Au moment où le département d’Etat américain fait planer le doute sur un éventuel retour des Etats-Unis à la table des négociations de l’accord nucléaire avec l’Iran, sans toutefois donner de détails, et alors que rien n’a été fait pour proroger/remplacer les accords de désarmement entre USA et Russie, voici un intéressant rappel d’Eugène Berg sur les débuts de la course aux armements entre les « deux grands ».

Le film des événements se déroula vite, à la fin de 1947, Molotov déclarait devant les Nations-Unies, que l’URSS détenait le secret de l’arme atomique.

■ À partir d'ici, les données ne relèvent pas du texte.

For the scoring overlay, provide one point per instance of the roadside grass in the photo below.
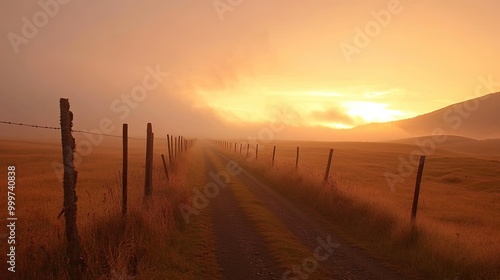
(151, 242)
(283, 245)
(368, 216)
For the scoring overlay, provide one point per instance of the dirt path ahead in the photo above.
(241, 252)
(236, 235)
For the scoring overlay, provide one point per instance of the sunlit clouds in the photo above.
(231, 74)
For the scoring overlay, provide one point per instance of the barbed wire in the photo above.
(73, 130)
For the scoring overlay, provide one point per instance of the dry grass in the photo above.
(458, 227)
(147, 244)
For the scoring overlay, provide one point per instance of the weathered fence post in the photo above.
(327, 173)
(417, 188)
(172, 147)
(75, 260)
(274, 153)
(125, 169)
(176, 153)
(297, 160)
(149, 162)
(165, 165)
(169, 150)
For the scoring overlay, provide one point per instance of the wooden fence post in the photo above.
(327, 173)
(165, 165)
(417, 188)
(149, 162)
(274, 153)
(169, 150)
(176, 153)
(75, 261)
(172, 147)
(125, 169)
(297, 160)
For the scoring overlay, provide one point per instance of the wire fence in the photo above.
(73, 130)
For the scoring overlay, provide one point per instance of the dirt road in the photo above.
(243, 244)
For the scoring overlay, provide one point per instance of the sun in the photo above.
(369, 112)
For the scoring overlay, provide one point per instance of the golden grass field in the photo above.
(458, 224)
(456, 233)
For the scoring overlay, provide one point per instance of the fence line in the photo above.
(72, 130)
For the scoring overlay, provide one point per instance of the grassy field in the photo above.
(457, 229)
(113, 247)
(456, 234)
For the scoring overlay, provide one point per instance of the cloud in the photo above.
(334, 115)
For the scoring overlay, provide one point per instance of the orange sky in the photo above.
(230, 68)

Par la suite, du fait des travaux d’Andreï Sakharov et d’Igor Tamm, qui avaient commencé dès 1948, l’Union soviétique fit exploser un engin de fusion encore rudimentaire et d’énergie réduite, mais la voie était largement ouverte. En effet, le 3 septembre 1949, au cours d’une patrouille de routine du Japon à l’Alaska un avion de reconnaissance américain recueillit à l’est de la presqu’île du Kamtchatka, à 6.000 mètres d’altitude, des échantillons d’air ambiant contenant des fortes doses de radioactivité, ce qui sera confirmé au large des îles britanniques, preuve s’il en était de la propagation des nuages radioactifs !

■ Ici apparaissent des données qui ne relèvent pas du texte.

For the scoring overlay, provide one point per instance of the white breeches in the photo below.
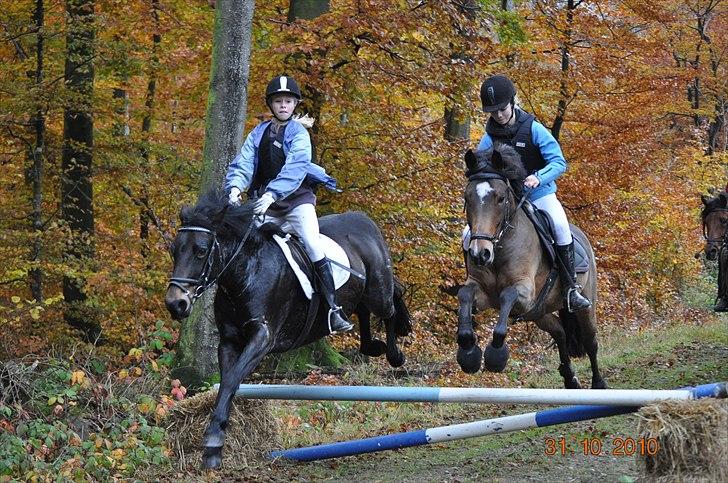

Nul doute les Russes avaient procédé au Kazakhstan, sur le polygone de Semipalatinsk, d’une superficie de 18 000 km2 à l’expérimentation d’une bombe au plutonium, la RDS-1 d’une puissance de 22 kilotonnes. Entre 1945 et 1946, le budget scientifique de l’URSS tripla ; en 1950 son budget militaire atteignant selon certaines évaluations extrêmes le quart du PNB. Au début Truman a du mal à admettre que les « Asiatiques » aient pu accéder aussi rapidement à la bombe. L’émoi est réel, le Congrès vote des crédits pour augmenter la capacité de production des bombes atomiques. De 7 bombes en 1947, (13 en juillet) et 56 en juin 1948, embarquées à bord d’une trentaine de bombardiers B 29, au début du blocus de Berlin, l’arsenal américain passera à 290 bombes fin 1949 (mais déjà à 520 bombardiers) et 369 à la fin de juin 1950, un peu supérieur à l’arsenal actuel de la France, enfin à 1.000 en 1953 au début de la présidence Eisenhower. La supériorité américaine était écrasante, alors que Kennedy, axa sa campagne présidentielle sur le « missile gap » selon lequel l’URSS aurait acquis la supériorité nucléaire !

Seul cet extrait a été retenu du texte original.